Por esa arbitrariedad que imponen las efemérides para recordar a personas o temas, en el mismo mes coinciden el nacimiento de Quino (17 de julio) con la muerte de Roberto Fontanarrosa (19 de julio). Justo en este momento, mientras escribo el editorial con la radio encendida, Alejandro Bercovich cita parte de la inolvidable intervención de El Negro en el Congreso de la Lengua en 2004, en defensa de las llamadas malas palabras: “No es lo mismo decir que una persona es tonta o zonza que decir que es un pelotudo. El secreto está en la fuerza de la letra T”.
Esa alocución me sigue arrancando una sonrisa del mismo modo que en su momento me provocó una carcajada. Y quienes lo conocieron afirman que es tan solo una muestra del humor de Fontanarrosa: era así tanto afuera como adentro de sus publicaciones. Se lo escuché decir a Daniel Divinsky hace unos días, también en la radio, entrevistado por el gran Carlos Ulanovsky en el programa Reunión cumbre.
Creador del mítico sello Ediciones de la Flor a comienzos de los 70, Divinsky fue amigo y editor de los grandes humoristas gráficos de la Argentina.
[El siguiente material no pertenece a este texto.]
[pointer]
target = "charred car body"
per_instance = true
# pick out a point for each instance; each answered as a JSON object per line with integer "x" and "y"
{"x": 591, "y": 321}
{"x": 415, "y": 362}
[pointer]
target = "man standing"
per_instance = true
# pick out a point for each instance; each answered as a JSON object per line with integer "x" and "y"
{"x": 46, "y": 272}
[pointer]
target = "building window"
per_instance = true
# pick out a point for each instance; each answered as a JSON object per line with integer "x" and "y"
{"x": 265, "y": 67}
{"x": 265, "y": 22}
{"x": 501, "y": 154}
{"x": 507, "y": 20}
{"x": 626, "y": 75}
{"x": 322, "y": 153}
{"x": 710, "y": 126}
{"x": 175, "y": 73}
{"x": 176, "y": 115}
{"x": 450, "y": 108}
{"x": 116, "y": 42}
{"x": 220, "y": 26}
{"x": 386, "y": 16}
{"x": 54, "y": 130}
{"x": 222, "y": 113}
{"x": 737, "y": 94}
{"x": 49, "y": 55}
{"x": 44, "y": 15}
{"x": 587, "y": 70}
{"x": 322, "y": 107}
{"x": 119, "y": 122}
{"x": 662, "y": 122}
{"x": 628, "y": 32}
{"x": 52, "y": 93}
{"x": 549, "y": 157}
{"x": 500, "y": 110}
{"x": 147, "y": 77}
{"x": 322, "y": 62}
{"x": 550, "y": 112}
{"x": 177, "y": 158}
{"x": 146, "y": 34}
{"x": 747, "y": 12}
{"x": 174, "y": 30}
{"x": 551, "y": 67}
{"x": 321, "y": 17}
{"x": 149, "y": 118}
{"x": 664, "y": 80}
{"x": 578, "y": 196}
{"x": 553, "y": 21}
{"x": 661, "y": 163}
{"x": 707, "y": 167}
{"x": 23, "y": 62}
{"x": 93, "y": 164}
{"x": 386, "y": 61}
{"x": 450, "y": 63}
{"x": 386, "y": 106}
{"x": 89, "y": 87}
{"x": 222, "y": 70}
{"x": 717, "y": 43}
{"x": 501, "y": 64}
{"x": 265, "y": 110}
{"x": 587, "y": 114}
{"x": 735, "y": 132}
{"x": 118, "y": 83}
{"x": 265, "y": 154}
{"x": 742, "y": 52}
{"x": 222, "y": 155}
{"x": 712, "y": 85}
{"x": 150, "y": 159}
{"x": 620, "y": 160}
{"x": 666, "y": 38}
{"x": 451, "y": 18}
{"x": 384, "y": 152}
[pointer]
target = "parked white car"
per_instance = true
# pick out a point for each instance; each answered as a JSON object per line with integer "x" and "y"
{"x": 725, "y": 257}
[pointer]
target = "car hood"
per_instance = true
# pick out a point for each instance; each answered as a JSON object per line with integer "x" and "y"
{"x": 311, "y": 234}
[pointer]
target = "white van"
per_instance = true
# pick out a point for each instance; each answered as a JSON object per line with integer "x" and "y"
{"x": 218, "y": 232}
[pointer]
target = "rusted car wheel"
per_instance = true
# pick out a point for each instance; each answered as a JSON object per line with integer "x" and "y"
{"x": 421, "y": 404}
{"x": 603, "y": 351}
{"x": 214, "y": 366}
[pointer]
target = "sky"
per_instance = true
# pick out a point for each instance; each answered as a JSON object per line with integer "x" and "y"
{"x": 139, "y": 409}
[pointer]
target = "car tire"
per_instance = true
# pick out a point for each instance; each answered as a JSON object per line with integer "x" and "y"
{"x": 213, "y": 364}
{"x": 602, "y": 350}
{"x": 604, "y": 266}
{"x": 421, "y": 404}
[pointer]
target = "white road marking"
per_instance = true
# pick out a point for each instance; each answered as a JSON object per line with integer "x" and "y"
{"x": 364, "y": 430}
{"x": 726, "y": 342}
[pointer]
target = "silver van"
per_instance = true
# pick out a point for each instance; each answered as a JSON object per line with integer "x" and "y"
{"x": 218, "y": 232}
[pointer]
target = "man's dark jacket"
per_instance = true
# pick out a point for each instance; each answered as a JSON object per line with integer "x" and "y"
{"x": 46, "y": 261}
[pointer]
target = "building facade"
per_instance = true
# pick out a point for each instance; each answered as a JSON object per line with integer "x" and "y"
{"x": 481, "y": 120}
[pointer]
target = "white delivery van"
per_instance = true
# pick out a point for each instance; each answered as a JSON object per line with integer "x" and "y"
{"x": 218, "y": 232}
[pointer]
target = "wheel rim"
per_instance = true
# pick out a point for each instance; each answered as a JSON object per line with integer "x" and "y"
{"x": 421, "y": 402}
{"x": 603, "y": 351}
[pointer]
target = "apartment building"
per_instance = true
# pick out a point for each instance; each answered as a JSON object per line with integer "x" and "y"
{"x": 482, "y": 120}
En sus evocaciones se cruzan las anécdotas de dos personalidades tan geniales como opuestas: si Fontanarrosa depositaba sus originales en manos de Divinsky y se olvidaba por completo hasta su publicación –confiaba en el trabajo editorial de afinar su sintaxis apurada y pulir sus repeticiones–, Quino revisaba hasta la última coma, al punto de que –cuenta Divinsky– el remate de un chiste en una página tenía que estar encadenado con el comienzo del siguiente. Un trabajo de montaje artesanal y minucioso. Y si el creador de Boogie, el aceitoso era expansivo y amiguero, el alma de los asados, el padre de Mafalda se refugiaba en su carácter reservado. Pero los dos, a su modo, sabían cómo sacudirnos a través de la risa.
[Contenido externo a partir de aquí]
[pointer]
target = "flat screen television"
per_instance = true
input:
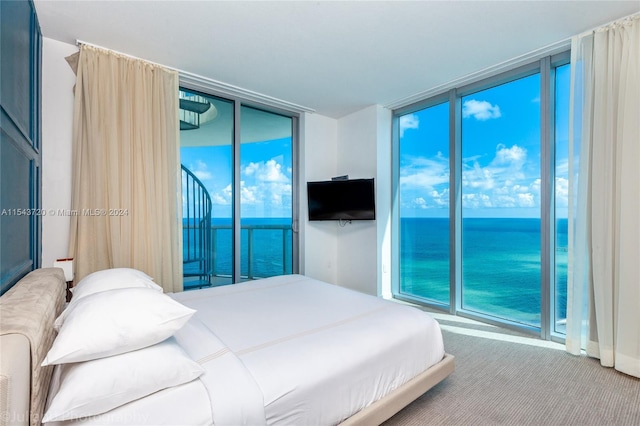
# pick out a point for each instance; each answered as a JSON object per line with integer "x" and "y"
{"x": 352, "y": 199}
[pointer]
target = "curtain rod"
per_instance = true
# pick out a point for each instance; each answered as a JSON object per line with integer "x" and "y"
{"x": 199, "y": 82}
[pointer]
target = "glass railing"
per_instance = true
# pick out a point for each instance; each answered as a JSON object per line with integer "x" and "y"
{"x": 265, "y": 249}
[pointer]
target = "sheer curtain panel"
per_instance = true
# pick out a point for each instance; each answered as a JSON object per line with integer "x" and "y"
{"x": 125, "y": 167}
{"x": 603, "y": 307}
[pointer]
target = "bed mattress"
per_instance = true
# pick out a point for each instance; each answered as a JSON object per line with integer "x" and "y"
{"x": 286, "y": 350}
{"x": 318, "y": 352}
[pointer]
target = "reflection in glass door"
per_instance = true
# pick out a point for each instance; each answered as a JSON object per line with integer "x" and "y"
{"x": 501, "y": 264}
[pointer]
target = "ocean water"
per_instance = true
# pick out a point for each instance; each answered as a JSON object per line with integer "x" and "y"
{"x": 501, "y": 260}
{"x": 501, "y": 265}
{"x": 266, "y": 245}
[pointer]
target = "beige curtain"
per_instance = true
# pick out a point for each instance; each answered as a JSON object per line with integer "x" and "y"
{"x": 603, "y": 307}
{"x": 125, "y": 167}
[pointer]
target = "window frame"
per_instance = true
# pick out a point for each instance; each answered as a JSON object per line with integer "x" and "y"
{"x": 206, "y": 88}
{"x": 545, "y": 66}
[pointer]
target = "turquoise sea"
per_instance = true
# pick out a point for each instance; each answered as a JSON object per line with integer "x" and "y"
{"x": 501, "y": 269}
{"x": 501, "y": 260}
{"x": 265, "y": 246}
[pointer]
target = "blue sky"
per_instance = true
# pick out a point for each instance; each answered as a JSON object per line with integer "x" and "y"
{"x": 500, "y": 153}
{"x": 500, "y": 159}
{"x": 265, "y": 176}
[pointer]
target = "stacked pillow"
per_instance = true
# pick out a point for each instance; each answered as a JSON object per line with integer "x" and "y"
{"x": 115, "y": 345}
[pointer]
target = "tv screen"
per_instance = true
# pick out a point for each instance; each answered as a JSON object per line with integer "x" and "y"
{"x": 342, "y": 200}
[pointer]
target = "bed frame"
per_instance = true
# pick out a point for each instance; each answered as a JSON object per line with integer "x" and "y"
{"x": 27, "y": 313}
Heredero de esa generación –en sentido metafórico, pero también sanguíneo–, Matías Loiseau –“Tute”– creció en una familia extendida de grandes maestros, en la que el dibujo y el humor eran la moneda corriente para traducir, entender y cuestionar la realidad. Paradójicamente, o no, su padre no lo alentó especialmente a sucederlo: a pesar de que Tute no largaba el lápiz, Caloi le sugirió que se inscribiera en Diseño Gráfico. “Un certificado de defunción”, dice Tute cada vez que recuerda sus inicios. Lo que no advirtió en ese momento es que, quizá, su padre solo intentaba protegerlo: Caloi sabía que hacer del humor tu materia prima era mucho más trabajoso de lo que un adolescente podía imaginar. Que el humor era cosa seria, casi dolorosa.
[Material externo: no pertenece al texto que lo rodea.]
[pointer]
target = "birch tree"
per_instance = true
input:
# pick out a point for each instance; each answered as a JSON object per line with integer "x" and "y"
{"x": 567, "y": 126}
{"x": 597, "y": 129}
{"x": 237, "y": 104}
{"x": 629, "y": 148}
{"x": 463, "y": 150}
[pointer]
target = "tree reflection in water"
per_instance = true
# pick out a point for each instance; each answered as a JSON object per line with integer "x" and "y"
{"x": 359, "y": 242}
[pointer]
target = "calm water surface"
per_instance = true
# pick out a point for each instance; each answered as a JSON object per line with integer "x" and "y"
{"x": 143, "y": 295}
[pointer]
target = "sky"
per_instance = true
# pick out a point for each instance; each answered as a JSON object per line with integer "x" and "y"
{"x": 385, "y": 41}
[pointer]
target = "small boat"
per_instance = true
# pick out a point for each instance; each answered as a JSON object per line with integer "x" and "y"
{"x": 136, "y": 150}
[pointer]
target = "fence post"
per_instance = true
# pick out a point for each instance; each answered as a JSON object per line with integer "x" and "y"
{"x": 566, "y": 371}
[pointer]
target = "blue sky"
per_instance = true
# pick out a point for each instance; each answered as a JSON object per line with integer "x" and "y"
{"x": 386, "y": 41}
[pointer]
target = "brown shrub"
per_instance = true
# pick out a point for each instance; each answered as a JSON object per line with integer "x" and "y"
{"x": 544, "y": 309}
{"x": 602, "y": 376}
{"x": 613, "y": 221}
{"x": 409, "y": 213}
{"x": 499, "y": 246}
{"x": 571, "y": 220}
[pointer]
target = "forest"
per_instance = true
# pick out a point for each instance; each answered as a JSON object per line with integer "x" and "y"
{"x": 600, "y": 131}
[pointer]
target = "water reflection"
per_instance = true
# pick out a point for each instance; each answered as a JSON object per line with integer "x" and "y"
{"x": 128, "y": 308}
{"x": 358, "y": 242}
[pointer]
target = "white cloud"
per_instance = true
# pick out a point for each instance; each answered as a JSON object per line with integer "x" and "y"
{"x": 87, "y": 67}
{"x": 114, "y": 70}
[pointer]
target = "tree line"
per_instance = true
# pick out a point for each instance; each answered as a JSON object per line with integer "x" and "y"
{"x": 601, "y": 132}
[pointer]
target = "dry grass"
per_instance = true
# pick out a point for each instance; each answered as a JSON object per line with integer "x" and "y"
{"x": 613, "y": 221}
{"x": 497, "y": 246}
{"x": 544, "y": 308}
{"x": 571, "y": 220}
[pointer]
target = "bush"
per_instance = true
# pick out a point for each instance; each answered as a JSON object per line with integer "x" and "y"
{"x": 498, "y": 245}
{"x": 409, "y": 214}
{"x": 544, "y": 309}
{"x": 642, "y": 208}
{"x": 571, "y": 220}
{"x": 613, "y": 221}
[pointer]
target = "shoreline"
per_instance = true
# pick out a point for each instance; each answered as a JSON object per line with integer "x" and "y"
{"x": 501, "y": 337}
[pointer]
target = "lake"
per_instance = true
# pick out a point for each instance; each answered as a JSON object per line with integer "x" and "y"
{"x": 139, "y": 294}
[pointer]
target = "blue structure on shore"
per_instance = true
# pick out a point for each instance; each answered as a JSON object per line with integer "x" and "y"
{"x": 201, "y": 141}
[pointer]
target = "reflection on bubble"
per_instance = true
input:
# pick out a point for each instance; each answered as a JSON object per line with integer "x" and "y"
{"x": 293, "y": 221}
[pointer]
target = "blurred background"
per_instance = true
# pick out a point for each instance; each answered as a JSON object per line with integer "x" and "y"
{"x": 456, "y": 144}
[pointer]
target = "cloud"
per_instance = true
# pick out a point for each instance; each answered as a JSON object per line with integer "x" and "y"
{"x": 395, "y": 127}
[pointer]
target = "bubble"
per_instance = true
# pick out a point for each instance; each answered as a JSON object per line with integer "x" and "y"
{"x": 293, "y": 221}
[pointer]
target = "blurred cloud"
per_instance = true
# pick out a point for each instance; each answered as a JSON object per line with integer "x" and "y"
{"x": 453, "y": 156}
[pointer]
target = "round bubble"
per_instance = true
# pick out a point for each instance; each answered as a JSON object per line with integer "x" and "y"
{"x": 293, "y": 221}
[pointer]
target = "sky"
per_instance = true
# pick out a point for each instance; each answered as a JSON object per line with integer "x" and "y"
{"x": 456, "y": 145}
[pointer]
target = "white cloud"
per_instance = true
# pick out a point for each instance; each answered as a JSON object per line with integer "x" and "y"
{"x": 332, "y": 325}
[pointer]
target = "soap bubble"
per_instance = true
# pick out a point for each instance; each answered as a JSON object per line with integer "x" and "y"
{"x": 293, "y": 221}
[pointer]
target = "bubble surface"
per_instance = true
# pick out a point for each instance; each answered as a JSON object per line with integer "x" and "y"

Se lo dijo el propio Quino, a su modo, en esos días en los que Tute se animaba a mostrar algunos de sus trabajos. Fue después de una comida: Tute se acercó al gran maestro con temor reverencial y le mostró su carpeta. En silencio, sin un solo gesto (“yo lo miraba de costado, a ver si al menos levantaba una comisura en señal de sonrisa”, dirá Tute décadas después), Quino pasaba las páginas. Con la última, levantó la vista, miró a ese joven expectante al que conocía casi desde la cuna, y le dijo: “Hay que meter más el dedo en la llaga”.
¿Qué significaba meter más el dedo en la llaga? Es la pregunta que lo acompaña a Tute desde ese momento. Cuál es la llaga propia, la llaga de cada época. Cuál es el dolor que se rasca en cada chiste. Tute descubrió que hasta los duelos pueden alimentar el humor y ahí están su padre, su madre, su hermano en libros que van encontrando su forma.
Desde hace unas semanas, mi hijo de 4 años me pide que le lea chistes. Ahora que ya tiene cierta altura, descubrió en la biblioteca el estante de Quino, Fontanarrosa, Caloi, el propio Tute, entre tantos otros y otras que iluminan un género inmortal. Y así, cada noche, leo viñetas y globitos que él apenas entiende. Ni yo puedo dilucidar qué es lo que lo atrae tanto. Pero lo cierto es que me voy a dormir con esa mezcla de alegría y melancolía que conduce a cierto estado de lucidez nocturno: esa sensación de que, por un momento, lo entendimos todo. Ahí está la genialidad del humor que mete el dedo en la llaga.